From the editor's keyboard

Encounters with knitting shops

 

What does handknitting have to do with Seinfeld? Nothing as far as I know.

That's why I was surprised to find an episode of the television comedy blasting from a laptop computer when I walked into an otherwise lovely yarn shop the other day. More, the shop was so poorly lit, I couldn't tell navy from black from brown. It's a new-to-me shop — being in another, nearby town — so I wasn't sure what I'd find when I dropped in. I didn't expect Jerry Seinfeld. In fairness, let it be said that I'll own up to a rather well-earned reputation for being a curmudgeon about unnecessary noise and too-low lights in restaurants and stores, but I'm certain I wasn't the only person in the shop irritated by Mr. Seinfeld. I left without spending a nickle — a yarn store first for me.

Much more to my liking is Toronto's Romni Wools. This massive store — 6,000 square feet! — is the yarn lover's dream. The staff is knowledgeable and friendly and, miracle, Romni always seems to have whatever needle size I need. Not for the time-constrained or the faint of heart, it's a place where the stacks of shelves jammed with yarn are lined with stacks of baskets jammed with more yarn. It's a place to spend a couple of hours, retire to the neighbouring coffee shop for a little think and return to make your purchases. Bring a bundle buggy. If you live within driving distance of Toronto, it's worth the pilgrimage to experience the shop and expose yourself to the scores of yarns you never knew existed.

Of course, I equally like Wendy Mortimer's Wool Mill — you've seen it — we've done a photo shoot or two there. Wendy has a nice selection yarns and a great selection of handknitted garments you'd be proud to pass off as your own work, were you so inclined. There's room to sit and chat with a friend and, best, an incredible font of knitting experience and information ready to help.

I also like Toronto's KnitCafe. A small serving of yarn supplemented by a café with great sweets and hot drinks — and a real sense of community. (Why don't more yarn shops serve treats? We won't get crumbs on the yarn, honest!)

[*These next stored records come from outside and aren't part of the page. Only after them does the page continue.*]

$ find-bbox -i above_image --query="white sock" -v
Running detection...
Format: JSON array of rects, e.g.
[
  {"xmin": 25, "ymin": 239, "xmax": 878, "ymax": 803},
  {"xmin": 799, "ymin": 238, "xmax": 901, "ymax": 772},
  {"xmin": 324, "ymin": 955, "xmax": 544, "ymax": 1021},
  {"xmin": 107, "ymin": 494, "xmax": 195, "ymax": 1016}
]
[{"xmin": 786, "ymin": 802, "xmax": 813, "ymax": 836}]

Thanks to KnitNet and the travel bug, I've visited dozens of yarn shops in dozens of cities. Over the years, I've even developed my own little checklist of qualities that make a shop first rate. If I ever open a yarn shop, it will

  • be well-lit
  • have baskets to pile up your purchases
  • boast a good magazine and book section
  • offer a well-stocked selection of needles and other small tools
  • have knowledgeable staff that treat customers like friends — after all, aren't we all members of the same club?
  • offer a table and chairs for friends to sit down and chat
  • provide "stitch and bitch" evenings
  • offer short, inexpensive classes in interesting little techniques

Oh. And have scads and scads of lovely yarns in all fibres, colours and weights.